Adivino que esos pasteles, los originales, eran comestibles. Seguramente los betunes eran simples, pero sabrosos. Lo sé, hoy existen decoraciones complejas, reproducciones de la realidad, un hiperrealismo repostero que asombra, pero que al consumirlo desasosiega. Porque si bien muchas de las coberturas son comestibles, en cuanto que no son tóxicas, o casi, resultan aberrantes: gomas, elásticos, casi trocitos de yeso edulcorados y entintados. Uno debe quitar las cubiertas para alcanzar la miga, que a veces es buena. Como si tuviéramos que desenvolver un presente cumpleañero. En el caso del cuadro Cakes, podría tomar mi tenedor, para hundirlo en cualquier pastel, entonces torcer la muñeca con un movimiento preciso y así lograr una porción de pastel con todo: betún, miga, relleno y hasta cereza. Introducirla toda en mi boca, masticar y paladear el conjunto: toda esa unidad que cuando está acompasada nombra en verdad lo que es un pastel de cumpleaños. Es la simplicidad, a veces, lo que posee el equilibrio de lo más asombroso.
El arte pop siempre tendrá algo de mero boceto. No lo digo para minimizarlo, al contrario: logra atrapar lo pasajero, lo inmediato, lo trivial, para inmortalizarlo. A veces se me antoja hacer eso con el entorno, guardar sólo bocetos, porque pareciera que es la única forma de aprehender todo. Creo que muchos hacemos eso, por distintas razones. En mi caso, creo que es el temor ante el olvido; dejar pasar algo que es coleccionable, pasar de largo una respuesta cuya pregunta me toparé después, o perder la imagen de algo que descubriremos era irrepetible. Mis bocetos personales son como mi repetir que tengo la edad que cumpliré en el próximo cumpleaños: la conciencia de la mortalidad.
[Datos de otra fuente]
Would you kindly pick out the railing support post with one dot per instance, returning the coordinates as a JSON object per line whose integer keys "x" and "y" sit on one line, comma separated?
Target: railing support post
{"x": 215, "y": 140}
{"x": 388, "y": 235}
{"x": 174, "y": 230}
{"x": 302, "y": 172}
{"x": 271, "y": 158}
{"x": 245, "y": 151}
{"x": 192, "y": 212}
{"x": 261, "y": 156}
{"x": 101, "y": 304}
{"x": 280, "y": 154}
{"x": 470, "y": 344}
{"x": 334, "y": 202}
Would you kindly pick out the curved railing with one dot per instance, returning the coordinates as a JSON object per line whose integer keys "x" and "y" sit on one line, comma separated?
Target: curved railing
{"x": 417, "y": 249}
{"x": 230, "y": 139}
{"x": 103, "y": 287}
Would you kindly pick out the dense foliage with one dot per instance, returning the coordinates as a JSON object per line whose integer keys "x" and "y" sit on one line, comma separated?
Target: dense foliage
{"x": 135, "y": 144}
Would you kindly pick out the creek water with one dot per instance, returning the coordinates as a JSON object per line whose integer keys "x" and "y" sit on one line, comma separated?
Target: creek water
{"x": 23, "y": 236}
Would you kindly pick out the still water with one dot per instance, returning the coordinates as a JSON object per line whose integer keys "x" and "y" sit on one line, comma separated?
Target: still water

Observo Cakes de nuevo. No podría decir si las recetas eran gourmet o de caja. Lo mismo ocurre con el arte pop, para algunos es desechable. Para mí no. Como tampoco creo que sea diferente soplar a una vela que corona un pastel de caja o uno del recetario familiar. La maravilla no está en el pastel, sino en el fuego que nos obedece por un instante mientras el supuesto deseo se enreda con la humareda.